Sternenhimmel für das Gotteshaus

Zechlinerhütte (MZV) Nach fast 50 Jahren hat die Zechlinerhütter Dorfkirche wieder einen Sternenhimmel. Gemeinsam mit ihrem Pfarrer Jann Branding erfüllten sich die Christen aus dem Dorf diesen lang gehegten Wunsch.

 
Jann Branding unter der Kuppel.
Foto: Rudolph

Das Original stammte von 1882, als das spätklassizistische Gotteshaus erbaut wurde. Baumeister Karl Friedrich Schinkel war es, der das gestalterische Element Sternenhimmel erstmals bei der Berliner Inszenierung von Wolfgang Amadeus Mozarts Oper "Die Zauberflöte" ins Spiel gebracht hatte. Es gab unzählige Aufführungen. Gelbe oder goldene Sterne unter einer Kuppel wurden Mode.

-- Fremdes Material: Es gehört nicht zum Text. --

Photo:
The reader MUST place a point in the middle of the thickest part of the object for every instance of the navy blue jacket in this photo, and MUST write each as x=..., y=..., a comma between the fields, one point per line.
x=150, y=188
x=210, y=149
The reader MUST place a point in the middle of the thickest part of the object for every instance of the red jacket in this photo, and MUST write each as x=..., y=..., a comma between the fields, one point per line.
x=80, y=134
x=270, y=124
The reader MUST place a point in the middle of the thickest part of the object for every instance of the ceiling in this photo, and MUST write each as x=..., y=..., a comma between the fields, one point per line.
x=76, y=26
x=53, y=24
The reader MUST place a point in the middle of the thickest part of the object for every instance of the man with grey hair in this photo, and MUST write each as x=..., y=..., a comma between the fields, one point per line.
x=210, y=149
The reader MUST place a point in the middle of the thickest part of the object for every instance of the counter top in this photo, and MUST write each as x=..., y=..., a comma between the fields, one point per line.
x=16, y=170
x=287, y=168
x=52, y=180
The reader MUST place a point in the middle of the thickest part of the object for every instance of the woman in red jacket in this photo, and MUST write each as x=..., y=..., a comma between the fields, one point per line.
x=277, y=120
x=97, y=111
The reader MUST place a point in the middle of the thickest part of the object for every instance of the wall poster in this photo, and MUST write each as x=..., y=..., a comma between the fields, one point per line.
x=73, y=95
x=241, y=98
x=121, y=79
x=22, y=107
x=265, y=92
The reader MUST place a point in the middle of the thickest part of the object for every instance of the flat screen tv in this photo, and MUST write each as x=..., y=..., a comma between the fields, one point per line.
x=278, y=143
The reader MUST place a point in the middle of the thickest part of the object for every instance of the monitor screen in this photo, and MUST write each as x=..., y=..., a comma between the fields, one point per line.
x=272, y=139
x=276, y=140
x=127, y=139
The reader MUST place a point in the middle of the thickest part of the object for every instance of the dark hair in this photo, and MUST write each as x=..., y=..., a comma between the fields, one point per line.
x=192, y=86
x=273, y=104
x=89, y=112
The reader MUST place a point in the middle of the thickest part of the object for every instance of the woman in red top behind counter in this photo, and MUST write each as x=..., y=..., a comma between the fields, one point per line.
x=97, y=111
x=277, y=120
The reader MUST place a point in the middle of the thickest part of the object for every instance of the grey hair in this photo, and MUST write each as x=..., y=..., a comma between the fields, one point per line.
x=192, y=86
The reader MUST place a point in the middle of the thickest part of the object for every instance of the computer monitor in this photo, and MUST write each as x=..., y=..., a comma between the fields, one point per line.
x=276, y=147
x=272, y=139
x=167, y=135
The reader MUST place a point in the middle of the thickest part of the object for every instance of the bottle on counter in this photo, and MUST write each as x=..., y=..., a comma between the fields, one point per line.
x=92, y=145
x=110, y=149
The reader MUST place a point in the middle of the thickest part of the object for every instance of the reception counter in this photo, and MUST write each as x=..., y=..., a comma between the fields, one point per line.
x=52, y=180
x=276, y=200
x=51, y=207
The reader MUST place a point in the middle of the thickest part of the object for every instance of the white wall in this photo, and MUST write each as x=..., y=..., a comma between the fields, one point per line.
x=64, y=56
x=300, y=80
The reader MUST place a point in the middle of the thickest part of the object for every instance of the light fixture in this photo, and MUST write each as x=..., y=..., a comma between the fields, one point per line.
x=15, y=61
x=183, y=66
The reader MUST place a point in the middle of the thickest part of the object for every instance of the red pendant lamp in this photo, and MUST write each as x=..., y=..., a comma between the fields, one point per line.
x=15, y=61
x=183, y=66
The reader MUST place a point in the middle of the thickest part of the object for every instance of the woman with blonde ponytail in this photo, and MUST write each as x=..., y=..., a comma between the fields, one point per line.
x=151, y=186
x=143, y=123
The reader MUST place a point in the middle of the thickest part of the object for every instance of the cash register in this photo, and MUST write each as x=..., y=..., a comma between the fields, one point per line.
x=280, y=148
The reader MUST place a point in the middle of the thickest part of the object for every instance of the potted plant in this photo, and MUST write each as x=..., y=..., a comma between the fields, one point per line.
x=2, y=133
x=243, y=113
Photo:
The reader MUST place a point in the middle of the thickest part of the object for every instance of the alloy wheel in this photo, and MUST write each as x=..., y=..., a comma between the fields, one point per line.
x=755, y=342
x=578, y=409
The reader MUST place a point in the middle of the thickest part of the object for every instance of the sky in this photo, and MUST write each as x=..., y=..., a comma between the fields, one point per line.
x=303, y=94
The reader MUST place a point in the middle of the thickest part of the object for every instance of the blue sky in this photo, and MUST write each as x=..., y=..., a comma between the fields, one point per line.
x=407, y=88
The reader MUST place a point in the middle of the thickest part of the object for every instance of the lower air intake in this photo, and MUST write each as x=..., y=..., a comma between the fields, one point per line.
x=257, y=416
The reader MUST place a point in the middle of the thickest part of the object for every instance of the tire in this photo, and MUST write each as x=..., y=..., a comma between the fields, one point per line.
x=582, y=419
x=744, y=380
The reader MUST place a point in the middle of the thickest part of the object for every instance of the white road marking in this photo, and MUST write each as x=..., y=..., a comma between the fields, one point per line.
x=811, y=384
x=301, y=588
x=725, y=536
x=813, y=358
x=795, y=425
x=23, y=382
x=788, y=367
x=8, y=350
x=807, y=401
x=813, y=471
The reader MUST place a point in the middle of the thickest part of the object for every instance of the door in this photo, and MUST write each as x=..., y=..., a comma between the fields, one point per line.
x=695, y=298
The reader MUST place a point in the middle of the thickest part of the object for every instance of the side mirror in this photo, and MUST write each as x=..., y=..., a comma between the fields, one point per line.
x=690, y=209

Pfarrer Branding findet, dass die Kirche "dank der engagierten Zechlinerhütter mit dem Himmel wieder an Reiz gewonnen hat". 1962 waren das tiefe Blau und die darauf prangenden hellen Sterne überstrichen worden. Der ortsansässige Maler Walter Ewert habe den Auftrag dazu zwar nicht gern angenommen, benötigte aber das Geld. Der inzwischen 90-jährige Ewert war, wie Branding am Donnerstag berichtete, der Restauratorin Marlies Genßler eine große Hilfe. Er habe ihr genau sagen können, welcher Blauton für das Himmelszelt einst verwendet worden war.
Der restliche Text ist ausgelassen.